The same developer pushing Lighthouse Wind, Virginia-based Apex Clean Energy, is also facing fierce resistance on the 109-megawatt Galloo Island facility, which would require putting dozens of turbines on a small island off the eastern shore of Lake Ontario. In its application for a permit, Apex neglected to report that bald eagles have been nesting on the island. The project’s approval is now in jeopardy.
Clifford Schneider, a retired biologist who worked at the New York Department of Environmental Conservation for 34 years, has been leading the fight against the Galloo project. In a phone interview, he told me that Apex knew that eagles had nested on the island but didn’t disclose that information to state regulators. “How do you trust a company that has supplied false and inaccurate statements to the state?” he asked. Schneider, who lives on Wellesley Island in Jefferson County, also said that “Galloo is a terrible place for a wind project. We know eagles use the island. Eagles could be hurt or killed by those wind turbines.”
In a recent letter to state regulators, an Apex lawyer claimed that the company has “not misled the parties or the hearing examiners” about the eagle nest on the island. But that contention may not sway the Department of Public Service, which has said that the chronology of events “raises questions about the timeliness of disclosures and accuracy of statements” submitted by Apex to state regulators.
The friction facing onshore wind projects, as well as the difficulty of building lots of wind capacity offshore, underscores the importance of the two reactors at the Indian Point Energy Center. That facility produces about 16,400 gigawatt-hours of electricity per year—roughly 25 percent of the electricity used in New York City. By comparison, the proposed South Fork Wind Farm—a 90-megawatt project that may be built 35 miles east of Montauk, though it is being fought by local fishermen, including the Long Island Commercial Fishing Association—is expected to produce about 370 gigawatt-hours per year. Thus, merely replacing the energy now being produced from Indian Point will require about 4,000 of the 9,000 megawatts of offshore capacity that Cuomo wants to build. Those numbers suggest that the NYISO was correct when it said in 2016 that “retaining all existing nuclear generators is critical” to the state’s emission-reduction goals.

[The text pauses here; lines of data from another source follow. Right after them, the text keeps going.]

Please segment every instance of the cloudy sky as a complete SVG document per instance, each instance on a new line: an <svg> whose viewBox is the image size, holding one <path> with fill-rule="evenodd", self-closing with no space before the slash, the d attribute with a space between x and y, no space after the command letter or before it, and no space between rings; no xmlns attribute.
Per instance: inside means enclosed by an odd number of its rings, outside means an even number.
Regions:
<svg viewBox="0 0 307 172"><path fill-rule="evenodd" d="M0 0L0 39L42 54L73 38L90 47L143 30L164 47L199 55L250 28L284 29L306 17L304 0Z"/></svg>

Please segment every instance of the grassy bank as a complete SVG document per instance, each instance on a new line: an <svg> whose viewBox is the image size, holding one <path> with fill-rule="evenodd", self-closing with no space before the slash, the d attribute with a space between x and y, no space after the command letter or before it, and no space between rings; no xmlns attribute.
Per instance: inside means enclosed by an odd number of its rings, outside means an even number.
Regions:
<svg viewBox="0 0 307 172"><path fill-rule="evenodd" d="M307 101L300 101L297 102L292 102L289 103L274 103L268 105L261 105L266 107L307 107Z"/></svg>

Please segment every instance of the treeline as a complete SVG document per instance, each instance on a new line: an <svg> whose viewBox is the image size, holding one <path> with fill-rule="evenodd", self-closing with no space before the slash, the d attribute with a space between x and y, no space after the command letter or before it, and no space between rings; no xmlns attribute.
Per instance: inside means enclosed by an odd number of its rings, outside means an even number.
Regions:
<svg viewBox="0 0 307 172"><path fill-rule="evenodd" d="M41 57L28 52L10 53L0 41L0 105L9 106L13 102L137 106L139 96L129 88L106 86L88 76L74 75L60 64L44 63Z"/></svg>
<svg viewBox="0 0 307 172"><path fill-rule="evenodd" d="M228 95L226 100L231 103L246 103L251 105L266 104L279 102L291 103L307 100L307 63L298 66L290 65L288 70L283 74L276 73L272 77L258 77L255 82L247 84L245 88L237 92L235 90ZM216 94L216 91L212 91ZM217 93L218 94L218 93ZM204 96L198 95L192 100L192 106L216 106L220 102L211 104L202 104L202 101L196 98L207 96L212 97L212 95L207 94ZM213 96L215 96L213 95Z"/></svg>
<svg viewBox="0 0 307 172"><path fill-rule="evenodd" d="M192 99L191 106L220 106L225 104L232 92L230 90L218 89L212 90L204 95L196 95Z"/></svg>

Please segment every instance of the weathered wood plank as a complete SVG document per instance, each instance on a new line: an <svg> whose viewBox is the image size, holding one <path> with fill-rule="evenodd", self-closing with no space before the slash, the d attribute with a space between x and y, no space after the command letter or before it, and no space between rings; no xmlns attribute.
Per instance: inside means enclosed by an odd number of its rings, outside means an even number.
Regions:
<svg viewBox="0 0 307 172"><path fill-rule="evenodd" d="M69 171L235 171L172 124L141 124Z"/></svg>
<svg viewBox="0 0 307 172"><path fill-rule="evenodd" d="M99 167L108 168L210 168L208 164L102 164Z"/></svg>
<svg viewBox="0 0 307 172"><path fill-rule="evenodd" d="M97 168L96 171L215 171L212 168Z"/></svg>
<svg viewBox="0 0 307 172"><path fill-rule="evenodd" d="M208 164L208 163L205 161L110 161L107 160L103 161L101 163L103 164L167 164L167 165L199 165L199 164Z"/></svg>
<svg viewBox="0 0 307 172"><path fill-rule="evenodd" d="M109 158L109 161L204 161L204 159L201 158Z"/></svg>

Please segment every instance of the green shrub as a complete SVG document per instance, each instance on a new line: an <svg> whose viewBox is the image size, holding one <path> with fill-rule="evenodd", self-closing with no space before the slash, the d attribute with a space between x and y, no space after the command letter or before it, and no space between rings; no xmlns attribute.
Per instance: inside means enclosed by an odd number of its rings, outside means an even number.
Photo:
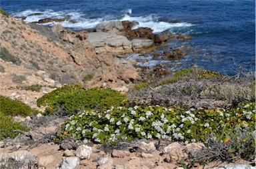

If Cuomo was serious about cutting New York’s greenhouse-gas emissions, he would be fighting to keep Indian Point open. Instead, he has floated an offshore proposal certain to cost consumers billions of dollars in the form of higher electricity costs. Unanswered questions remain, including where the transmission lines for all that power will come ashore. Add in the fact that New York has some of the most heavily fished and heavily navigated waters on the eastern seaboard, and the 9,000-megawatt proposal looks even more dubious—and even if that portion of offshore capacity somehow gets built, it won’t be nearly enough to meet New York’s electricity needs.